BaseNP means a non-recursive noun phrase that does not contain inner noun phrases. BaseNP can be easily identified by only simple word patterns and part of speech patterns. So it is used in many areas including preprocessing phase for parsing, information extraction. BaseNP identification in Korean is studied using similar approaches as those used in English. Because of the head-final property of Korean(Cho, 1986), more global information is considered useful in Korean baseNP identification. In this thesis, we apply the state-based model that easily considers global information to Korean baseNP identification.

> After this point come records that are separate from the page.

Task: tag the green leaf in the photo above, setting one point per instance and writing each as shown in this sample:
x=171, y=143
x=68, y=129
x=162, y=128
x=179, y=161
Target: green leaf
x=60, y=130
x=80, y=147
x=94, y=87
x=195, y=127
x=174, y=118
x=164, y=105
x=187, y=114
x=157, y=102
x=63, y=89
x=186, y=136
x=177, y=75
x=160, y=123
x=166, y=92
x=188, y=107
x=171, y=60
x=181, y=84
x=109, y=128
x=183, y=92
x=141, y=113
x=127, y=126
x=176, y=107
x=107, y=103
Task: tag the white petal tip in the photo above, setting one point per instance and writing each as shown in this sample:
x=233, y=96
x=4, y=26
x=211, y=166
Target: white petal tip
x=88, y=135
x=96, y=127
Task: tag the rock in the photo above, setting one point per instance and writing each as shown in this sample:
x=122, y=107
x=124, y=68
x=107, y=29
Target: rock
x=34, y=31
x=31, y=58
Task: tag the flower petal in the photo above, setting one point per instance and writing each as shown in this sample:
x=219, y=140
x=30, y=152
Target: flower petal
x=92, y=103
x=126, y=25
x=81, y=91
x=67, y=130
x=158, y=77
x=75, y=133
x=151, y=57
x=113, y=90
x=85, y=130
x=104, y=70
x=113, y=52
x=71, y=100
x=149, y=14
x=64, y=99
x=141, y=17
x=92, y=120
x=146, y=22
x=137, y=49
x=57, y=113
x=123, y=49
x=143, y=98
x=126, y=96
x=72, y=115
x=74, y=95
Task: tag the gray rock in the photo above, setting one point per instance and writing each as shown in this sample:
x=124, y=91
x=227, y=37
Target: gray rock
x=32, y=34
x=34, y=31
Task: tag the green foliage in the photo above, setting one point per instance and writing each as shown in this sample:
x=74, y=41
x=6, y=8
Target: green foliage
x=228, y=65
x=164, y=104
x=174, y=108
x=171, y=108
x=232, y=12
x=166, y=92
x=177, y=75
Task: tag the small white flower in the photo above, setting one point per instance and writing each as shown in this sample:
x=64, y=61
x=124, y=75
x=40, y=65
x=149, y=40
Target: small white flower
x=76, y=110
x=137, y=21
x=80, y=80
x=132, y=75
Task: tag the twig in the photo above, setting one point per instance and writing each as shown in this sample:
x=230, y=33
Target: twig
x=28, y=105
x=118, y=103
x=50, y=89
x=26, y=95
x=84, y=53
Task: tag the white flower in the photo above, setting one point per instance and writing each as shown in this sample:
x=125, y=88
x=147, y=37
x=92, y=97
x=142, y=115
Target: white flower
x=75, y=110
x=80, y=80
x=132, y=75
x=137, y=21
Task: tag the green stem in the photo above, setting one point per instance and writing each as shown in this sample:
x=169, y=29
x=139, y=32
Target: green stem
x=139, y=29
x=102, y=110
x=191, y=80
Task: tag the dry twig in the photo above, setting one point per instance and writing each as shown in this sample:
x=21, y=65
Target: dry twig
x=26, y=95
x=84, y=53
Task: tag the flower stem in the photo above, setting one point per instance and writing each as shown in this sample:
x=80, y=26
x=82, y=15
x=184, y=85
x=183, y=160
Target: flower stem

This thesis focuses on the directionality of the state transitions in the state-based baseNP identification model. Because of the characteristics of agglutinative language, we see that, in the Korean baseNP identification, the beginning position of noun phrase is difficult to identify and the ending position is easy to identify. This fact implies that the properties and performance of the model can be changed if the state transition is processed right-to-left manner. According to this intuition, we consider not only forward-processing state-based model but also backward-processing state-based model that is newly proposed. Moreover, these two models are combined using several methods. The first one is choosing one of the two sub-results that are different from each other. The second one is applying two processing models sequentially.
The performance of both forward-processing model and backward-processing model is better than that of previous models for Korean baseNP identification. Further improvement is achieved by combining two models. The precision is 92.55% and the recall is 90.90%.